"Electric cars are here, they are Cool and ready to go. In order to be Green and stay Cool you do not have to sacrifice on design, power or experience "Range Anxiety", in couple of years down the road you will have plenty to chose from and they are coming on the roads already now. WSJ is taking the story to the investment mainstream and next idea will be how to capitalise on this Trend."
On this, a day when lots of kids will be playing with small electric cars that just showed up under the tree, we thought it would be a good time to raise the question of whether lots of us will be driving big, real ones soon as well.Plug In America, an advocacy group of electric-car fans, has twisted the 12 Days of Christmas into the 12 reasons why an electric-car society can work.
No partridge. No pear tree. No five golden rings. But here are what the group considers 12 often-voiced criticisms of EVs, and why the worries are unfounded:
CRITICISM: EVs don't have enough range. You'll be stranded when you run out of electricity.

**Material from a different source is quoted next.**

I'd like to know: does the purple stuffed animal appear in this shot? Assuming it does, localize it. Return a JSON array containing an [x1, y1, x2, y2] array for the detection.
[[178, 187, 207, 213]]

RESPONSE: Americans drive an average of 40 miles per day, according to the U.S. Dept. of Transportation. Most new pure electrics will have a range of at least double that and can be charged at any ordinary electrical outlet or publicly accessible station with a faster charge.
CRITICISM: EVs are good for short city trips only.
RESPONSE: Consumers have owned and driven EVs for seven years or more and regularly use them for trips of up to 120 miles.
CRITICISM: EVs just replace the tailpipe with a smokestack.
RESPONSE: Even today, with 52% of U.S. electricity generated by coal-fired power plants, plug-in cars reduce emissions of greenhouse gases and most other pollutants compared with conventional gas or hybrid vehicles.
CRITICISM: The charging infrastructure must be built before people will adopt EVs.
RESPONSE: Most charging will be done at home, so a public charging infrastructure isn't a prerequisite.
CRITICISM:: The grid will crash if millions of plug-ins charge at once.
RESPONSE: Off-peak electricity production and transmission capacity could fuel the daily commutes of 73% percent of all cars, light trucks, SUVs and vans on the road today if they were electrics, a 2007 study by Pacific Northwest National Laboratory found.
CRITICISM:: Battery chemicals are bad for the environment and can't be recycled
RESPONSE: About 99% batteries in conventional cars are recycled, according to the Environmental Protection Agency. The metals in newer batteries are more valuable and recycling programs are already being developed for them.
CRITICISM: Batteries take too long to charge.
RESPONSE: The most convenient place and time to charge is at home while you sleep. Even using the slowest 120-volt outlet, the car can be left to charge overnight, producing about 40 miles of range.
CRITICISM: Plug-ins are too expensive for market penetration
RESPONSE: New technologies are typically costly. Remember when cell phones and DVDs were introduced? Also, the government stimulus package includes a $2,500 to $7,500 tax credit for EVs and PHEVs. Some states are considering additional incentives ($5,000 in California and Texas).
CRITICISM: Batteries will cost $15,000 to replace after only a few years
RESPONSE: The battery is the priciest part of a plug-in, but costs will drop as production increases and the auto industry is expected to be purchasing up to $25 billion in advanced batteries annually by 2015. Some car makers plan to lease their batteries, so replacement won't be an issue. The Chevy Volt PHEV will have a 10-year battery warranty that would cover battery replacement.
CRITICISM: There isn't enough lithium in the world to make all the new batteries.
RESPONSE: Even in a worst-case scenario of zero battery recycling, aggressive EV sales, no new mining methods or sites, existing lithium stores will be sufficient for projected EV production for the next 75 years. ion.
CRITICISM: Lithium batteries are dangerous and can explode.
RESPONSE: Among the many kinds of lithium-ion batteries, lithium-cobalt batteries found in consumer electronics can pose a fire risk in certain circumstances. These risks can be mitigated by the use of advanced-battery management systems and careful design that prevents "thermal runaway."
CRITICISM: Most of us will still be driving gas cars through 2050.
RESPONSE: Several irrefutable factors are driving the shift from gasoline to plug-in vehicles: ever-toughening federal fuel economy standards and state caps on greenhouse gas emissions; projected price hikes for petroleum products as demand increases and supply flattens or drops; broad agreement over the need for America to reduce its reliance on petroleum for economic and national security reasons; and climate change, which is occurring faster than previously thought, according to the journal Science and others.